# Why divide by $n-2$ for residual standard errors

I was just watching a lecture on statistics and someone was calculating something called the residual standard error. It looked a lot like finding the average of the square of the residuals, the residuals being the difference between the prediction of your model and the actual values. So for a linear fit, the prediction is $\hat{y}(x_i)=mx_i+b$ and the actual value is $y_i$. So the residual is $r_i = (y_i – \hat{y}(x_i))$. The residual standard error is $\frac{1}{n-2}\sum_i r_i^2$. I don’t understand why dividing by $n-2$ is necessary?

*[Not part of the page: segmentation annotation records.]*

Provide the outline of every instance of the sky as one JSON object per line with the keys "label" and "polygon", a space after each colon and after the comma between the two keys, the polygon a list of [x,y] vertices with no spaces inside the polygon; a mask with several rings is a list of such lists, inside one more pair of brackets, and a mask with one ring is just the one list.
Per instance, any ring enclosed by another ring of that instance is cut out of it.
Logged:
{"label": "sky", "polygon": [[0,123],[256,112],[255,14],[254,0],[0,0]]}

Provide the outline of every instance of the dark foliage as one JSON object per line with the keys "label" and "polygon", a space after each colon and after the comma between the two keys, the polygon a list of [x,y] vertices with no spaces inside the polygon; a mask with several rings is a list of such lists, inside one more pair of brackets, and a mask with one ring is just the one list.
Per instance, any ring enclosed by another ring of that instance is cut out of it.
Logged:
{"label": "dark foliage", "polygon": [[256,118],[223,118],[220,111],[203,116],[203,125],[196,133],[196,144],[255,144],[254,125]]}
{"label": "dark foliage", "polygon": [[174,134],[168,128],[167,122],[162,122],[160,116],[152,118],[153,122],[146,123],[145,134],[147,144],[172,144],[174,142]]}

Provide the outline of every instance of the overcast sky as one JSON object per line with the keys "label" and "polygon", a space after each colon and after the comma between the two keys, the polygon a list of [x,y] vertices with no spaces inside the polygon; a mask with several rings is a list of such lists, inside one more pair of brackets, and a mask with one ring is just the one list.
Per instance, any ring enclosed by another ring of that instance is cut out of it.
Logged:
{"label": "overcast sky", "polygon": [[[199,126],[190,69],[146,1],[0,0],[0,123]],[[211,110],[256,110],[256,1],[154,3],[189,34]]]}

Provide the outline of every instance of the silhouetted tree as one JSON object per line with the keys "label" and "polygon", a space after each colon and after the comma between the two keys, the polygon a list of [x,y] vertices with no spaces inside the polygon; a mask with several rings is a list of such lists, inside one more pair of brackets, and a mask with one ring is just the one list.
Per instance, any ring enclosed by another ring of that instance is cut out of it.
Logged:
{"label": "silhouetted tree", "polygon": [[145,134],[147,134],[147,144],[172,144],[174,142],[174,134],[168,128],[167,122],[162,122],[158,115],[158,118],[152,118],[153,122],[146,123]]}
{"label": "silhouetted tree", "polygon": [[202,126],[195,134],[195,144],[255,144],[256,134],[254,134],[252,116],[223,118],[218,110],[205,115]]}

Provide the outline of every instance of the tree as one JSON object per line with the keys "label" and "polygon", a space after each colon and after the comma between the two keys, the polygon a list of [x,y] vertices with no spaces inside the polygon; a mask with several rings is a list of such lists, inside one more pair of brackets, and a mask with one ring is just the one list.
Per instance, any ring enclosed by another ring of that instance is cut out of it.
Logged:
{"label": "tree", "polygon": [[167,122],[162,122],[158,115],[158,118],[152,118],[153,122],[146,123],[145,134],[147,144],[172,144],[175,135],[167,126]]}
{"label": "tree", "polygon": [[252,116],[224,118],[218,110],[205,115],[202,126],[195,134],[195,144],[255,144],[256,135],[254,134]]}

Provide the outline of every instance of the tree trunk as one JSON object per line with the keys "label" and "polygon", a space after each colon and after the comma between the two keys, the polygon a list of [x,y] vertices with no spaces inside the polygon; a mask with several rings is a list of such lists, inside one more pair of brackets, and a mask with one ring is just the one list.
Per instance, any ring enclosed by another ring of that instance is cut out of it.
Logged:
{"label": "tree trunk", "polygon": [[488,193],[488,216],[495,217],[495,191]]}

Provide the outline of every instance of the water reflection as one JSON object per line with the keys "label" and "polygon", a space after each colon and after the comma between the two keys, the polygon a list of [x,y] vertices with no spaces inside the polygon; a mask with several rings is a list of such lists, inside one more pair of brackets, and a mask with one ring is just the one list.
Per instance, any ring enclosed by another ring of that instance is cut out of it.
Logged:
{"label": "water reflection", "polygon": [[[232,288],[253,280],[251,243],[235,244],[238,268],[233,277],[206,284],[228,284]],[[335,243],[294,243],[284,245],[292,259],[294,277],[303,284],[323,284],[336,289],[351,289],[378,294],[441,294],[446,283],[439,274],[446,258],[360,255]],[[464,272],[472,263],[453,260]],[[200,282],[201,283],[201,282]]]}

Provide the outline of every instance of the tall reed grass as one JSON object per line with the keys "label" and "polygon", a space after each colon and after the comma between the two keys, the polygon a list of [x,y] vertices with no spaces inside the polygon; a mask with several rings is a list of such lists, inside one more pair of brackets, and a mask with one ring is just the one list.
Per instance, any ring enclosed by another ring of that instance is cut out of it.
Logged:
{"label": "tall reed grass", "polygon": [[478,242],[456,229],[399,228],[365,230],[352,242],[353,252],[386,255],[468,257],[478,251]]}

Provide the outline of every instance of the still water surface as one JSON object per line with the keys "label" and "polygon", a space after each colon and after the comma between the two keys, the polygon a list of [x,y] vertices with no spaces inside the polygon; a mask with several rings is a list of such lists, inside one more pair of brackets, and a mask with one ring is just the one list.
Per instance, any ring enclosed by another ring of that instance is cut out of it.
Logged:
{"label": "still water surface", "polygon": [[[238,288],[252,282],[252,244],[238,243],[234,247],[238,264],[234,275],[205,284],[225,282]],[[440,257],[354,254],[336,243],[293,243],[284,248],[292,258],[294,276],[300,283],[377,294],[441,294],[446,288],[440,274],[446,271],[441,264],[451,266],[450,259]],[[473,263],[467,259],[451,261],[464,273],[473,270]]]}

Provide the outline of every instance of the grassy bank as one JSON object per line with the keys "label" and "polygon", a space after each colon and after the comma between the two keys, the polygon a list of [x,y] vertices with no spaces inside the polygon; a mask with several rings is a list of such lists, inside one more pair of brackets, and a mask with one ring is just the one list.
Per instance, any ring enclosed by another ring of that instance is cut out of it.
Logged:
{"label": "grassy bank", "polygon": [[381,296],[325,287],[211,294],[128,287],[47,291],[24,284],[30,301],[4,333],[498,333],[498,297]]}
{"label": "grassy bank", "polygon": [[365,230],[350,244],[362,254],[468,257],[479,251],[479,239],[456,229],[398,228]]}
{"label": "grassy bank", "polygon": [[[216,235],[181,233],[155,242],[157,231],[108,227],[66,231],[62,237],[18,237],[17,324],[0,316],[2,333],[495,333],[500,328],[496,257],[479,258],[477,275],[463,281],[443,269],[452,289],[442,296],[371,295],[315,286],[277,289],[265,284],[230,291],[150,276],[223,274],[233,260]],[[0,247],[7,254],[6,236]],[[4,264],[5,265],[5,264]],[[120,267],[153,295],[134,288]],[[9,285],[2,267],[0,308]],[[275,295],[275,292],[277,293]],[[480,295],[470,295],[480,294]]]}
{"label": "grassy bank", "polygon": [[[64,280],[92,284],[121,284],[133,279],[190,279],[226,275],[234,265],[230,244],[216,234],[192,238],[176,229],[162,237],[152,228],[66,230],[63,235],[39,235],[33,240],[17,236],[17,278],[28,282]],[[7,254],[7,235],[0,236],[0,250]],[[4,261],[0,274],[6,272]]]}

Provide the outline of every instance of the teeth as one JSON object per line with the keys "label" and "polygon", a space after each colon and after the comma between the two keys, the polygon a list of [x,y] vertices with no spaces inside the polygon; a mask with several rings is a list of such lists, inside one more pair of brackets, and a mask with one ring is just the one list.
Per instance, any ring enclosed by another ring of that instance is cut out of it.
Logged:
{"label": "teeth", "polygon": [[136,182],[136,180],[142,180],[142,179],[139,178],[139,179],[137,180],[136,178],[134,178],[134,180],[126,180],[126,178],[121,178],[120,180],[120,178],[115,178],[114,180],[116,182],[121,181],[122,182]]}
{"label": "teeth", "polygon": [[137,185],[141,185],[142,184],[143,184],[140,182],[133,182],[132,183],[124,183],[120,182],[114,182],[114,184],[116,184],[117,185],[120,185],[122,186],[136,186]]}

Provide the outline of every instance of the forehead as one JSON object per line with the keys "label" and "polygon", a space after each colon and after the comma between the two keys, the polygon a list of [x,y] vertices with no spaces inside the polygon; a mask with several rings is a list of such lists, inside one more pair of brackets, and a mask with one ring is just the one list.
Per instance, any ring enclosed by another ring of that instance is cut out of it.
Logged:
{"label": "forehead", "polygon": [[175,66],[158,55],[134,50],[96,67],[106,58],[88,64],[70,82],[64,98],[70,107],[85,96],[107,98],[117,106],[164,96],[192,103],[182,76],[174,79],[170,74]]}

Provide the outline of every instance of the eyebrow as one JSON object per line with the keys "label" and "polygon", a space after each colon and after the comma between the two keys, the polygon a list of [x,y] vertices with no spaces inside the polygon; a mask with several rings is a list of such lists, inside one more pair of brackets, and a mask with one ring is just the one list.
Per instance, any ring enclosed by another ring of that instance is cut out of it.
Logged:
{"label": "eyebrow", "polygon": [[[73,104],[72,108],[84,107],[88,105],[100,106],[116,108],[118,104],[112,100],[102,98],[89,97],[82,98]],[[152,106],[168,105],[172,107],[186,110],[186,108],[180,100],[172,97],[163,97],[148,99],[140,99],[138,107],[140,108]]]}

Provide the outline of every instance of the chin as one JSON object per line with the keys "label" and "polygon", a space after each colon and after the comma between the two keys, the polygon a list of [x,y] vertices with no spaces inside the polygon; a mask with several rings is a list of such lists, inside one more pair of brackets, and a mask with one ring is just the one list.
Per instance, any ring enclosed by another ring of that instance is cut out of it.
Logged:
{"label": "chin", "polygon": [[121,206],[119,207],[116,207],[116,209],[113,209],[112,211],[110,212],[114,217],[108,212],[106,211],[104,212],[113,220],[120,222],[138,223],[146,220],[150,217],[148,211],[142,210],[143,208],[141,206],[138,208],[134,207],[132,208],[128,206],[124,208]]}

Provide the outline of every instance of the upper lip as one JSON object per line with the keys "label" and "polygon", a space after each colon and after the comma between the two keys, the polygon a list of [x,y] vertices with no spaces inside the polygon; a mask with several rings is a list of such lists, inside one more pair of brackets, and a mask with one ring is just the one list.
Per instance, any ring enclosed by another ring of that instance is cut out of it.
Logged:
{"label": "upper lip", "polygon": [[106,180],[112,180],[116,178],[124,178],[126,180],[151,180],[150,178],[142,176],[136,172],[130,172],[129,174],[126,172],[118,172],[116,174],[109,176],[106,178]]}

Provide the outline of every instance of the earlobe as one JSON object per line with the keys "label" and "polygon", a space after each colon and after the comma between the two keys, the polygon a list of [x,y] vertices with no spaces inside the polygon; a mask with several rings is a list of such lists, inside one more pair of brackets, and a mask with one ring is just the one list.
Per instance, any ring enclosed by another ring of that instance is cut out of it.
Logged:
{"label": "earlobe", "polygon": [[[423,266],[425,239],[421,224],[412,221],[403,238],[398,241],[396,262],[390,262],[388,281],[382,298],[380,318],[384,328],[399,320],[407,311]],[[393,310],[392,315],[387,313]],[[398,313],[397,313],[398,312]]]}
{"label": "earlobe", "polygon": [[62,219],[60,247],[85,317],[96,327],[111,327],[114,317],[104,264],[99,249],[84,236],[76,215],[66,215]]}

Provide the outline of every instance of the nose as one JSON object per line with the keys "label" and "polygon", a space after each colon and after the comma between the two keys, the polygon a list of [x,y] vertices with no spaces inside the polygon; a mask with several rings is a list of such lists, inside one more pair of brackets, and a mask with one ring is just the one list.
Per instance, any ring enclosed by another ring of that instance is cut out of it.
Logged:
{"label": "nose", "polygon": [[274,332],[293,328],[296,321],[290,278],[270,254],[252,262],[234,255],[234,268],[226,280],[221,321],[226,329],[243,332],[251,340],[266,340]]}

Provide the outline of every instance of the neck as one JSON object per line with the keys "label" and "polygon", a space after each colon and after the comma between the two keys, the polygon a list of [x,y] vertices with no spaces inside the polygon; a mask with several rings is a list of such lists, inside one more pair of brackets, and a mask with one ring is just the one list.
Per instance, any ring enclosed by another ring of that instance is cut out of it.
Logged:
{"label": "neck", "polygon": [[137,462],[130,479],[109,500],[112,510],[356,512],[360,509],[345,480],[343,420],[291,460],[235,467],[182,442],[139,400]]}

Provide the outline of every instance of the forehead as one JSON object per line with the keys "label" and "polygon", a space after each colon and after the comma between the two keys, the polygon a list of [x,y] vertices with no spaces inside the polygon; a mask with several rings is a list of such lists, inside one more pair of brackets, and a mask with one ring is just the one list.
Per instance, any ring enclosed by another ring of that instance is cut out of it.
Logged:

Update: I have a better idea. If there are only two data points, then the residuals would all be zero. So you could not estimate the error with only two points. But this still does not explain why dividing by $n-2$ is a good idea. It only explains why the formula is undefined for $n=2$.

You use the residuals to estimate the distribution of the error.
https://en.wikipedia.org/wiki/Errors_and_residuals , but these are different things.

• Error’s are what the ‘true’ model includes as randomness
• Residuals are the differentiations that you ‘observe’ between a model fit and a measurement.

The residuals do not resemble the errors. When you fit a model then you will fit to the model plus the error terms. This means that the fitting has a tendency to fit a part of the error terms, in addition to the model, and this will in effect decrease the residuals in relation to the true errors (ie residuals < error, and in this particular case $residuals = error/(n-2)$).

The more parameters the model has (the more degrees of freedom the model has to fit, cover up, the partial error terms) the less the residuals will resemble the true distribution of the error.

So the expression $\frac{\sum r_i^2}{n-2}$ refers to $r_i$ as ‘residiual’ terms, but wishes to express some idea of variance in the ‘error’ terms and in order to do this it need to include the ‘$n-2$’ instead of the ‘$n$’ term because the residual terms have a slight bias.